Moscow White House – If Only Walls Could Talk
Flicking through my Moscow guidebook last month, I was pleased to be reminded that Moscow has its very own White House. Moscow’s Белый Дом is a governmental building and is the official workplace of the Russian Prime Minister. Like Washington’s White House, the Moscow version gained its name from its pasty exterior, and apparently any reference to the US building of the same name is purely coincidental, or so my Russian friends have told me. I personally was disappointed to find out that the building’s design wasn’t entirely inspired by Russia’s taste for one-upmanship, but there we are: you’ll have to come up with your own jokes about that gift of providence.
This building, however, has its own story to tell. I had come across the Moscow White House in history classes at school and anyone with a vague interest in recent political history will also be familiar with its role in the dramatic events of autumn 1993. In fact it is 23 years ago this week that images of the White House were shown in the media across the world as Russia faced its Autumn Constitutional Crisis.
Events came to a head on 21st September 1993, when then-President Boris Yeltsin decided to dissolve the Parliament, which was housed at the time in the White House. The Parliament found Yeltsin’s actions to be unconstitutional and declared the President impeached. After days of protesting in the streets from Russians opposing the dissolution of the Supreme Soviet, many protesters barricaded themselves inside the White House along with members of the Parliament. Little did they know how bloody their political protest was about to become.
Thirteen years ago today, October 4th, the army, under Yeltsin’s influence and instruction, stormed the building, having first fired shells from tanks at the top floors to create disorder and confusion. The marble-clad building, once the colour of milk, was now blackened and burnt, branded by this day. Looking at the building now, rebuilt and gleaming like snow, it seems as if this day is ancient history; a moment at the very beginning of the Russian Federation’s rebirth. But along the grassy banks leading to it from Krasnopresnenskaya Station are memorials, red ribbons tied to trees and crosses stuck in the mud: reminders that this, the deadliest street fighting in Russia since the 1917 Revolution, is recent history with many living witnesses.

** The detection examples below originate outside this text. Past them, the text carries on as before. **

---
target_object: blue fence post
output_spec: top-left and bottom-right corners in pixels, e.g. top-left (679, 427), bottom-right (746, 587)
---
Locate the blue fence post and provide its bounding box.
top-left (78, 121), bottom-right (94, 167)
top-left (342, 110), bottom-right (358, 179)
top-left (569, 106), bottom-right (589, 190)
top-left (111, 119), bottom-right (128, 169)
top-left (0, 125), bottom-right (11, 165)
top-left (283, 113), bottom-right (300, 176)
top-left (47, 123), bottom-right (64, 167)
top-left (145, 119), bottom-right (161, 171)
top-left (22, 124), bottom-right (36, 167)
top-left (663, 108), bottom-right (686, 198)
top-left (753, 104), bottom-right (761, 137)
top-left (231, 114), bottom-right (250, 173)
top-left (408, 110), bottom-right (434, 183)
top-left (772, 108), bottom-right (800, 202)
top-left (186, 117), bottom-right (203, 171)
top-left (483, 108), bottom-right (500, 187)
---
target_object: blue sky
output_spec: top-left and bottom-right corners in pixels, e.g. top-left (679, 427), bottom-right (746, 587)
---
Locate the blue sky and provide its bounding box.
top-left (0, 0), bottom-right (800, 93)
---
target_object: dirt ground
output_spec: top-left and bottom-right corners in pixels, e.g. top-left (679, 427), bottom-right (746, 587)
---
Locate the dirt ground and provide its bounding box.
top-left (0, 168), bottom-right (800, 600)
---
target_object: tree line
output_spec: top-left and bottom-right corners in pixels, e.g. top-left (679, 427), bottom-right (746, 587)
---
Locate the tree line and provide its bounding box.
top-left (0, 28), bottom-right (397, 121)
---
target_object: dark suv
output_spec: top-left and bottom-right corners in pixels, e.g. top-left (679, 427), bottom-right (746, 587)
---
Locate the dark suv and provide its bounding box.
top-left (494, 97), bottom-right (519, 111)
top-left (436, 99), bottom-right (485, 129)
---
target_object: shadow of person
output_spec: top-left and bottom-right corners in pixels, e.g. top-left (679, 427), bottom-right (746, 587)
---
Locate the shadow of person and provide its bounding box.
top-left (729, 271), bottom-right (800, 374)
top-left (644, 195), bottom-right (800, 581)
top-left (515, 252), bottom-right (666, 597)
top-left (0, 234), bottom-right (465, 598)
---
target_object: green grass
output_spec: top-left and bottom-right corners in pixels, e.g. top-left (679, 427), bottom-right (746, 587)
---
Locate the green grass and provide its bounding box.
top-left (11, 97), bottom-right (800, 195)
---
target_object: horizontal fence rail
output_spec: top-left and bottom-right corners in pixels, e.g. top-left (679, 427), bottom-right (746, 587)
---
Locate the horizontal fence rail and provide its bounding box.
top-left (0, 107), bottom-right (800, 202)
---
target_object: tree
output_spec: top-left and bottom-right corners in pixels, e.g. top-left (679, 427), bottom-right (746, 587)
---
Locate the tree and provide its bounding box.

Remembering What Has Passed
The 90s were a volatile and unstable time in Russia, and the Russia we know today is a result of the country’s having survived through to the Millennium. Strolling through Moscow, one is confronted at every step by a piece of history, be it by a famous building, the home of an historical figure or a place used for a scene in a book. But walking around the periphery of the White House, along the Krasnopresnenskaya embankment and through the park behind it, I was humbled to see the backdrop of something I had studied all those miles away in England, somewhere whose history is ignored by many visitors in favour of more touristic landmarks. I do often wonder: if Moscow walls could talk, what would they say?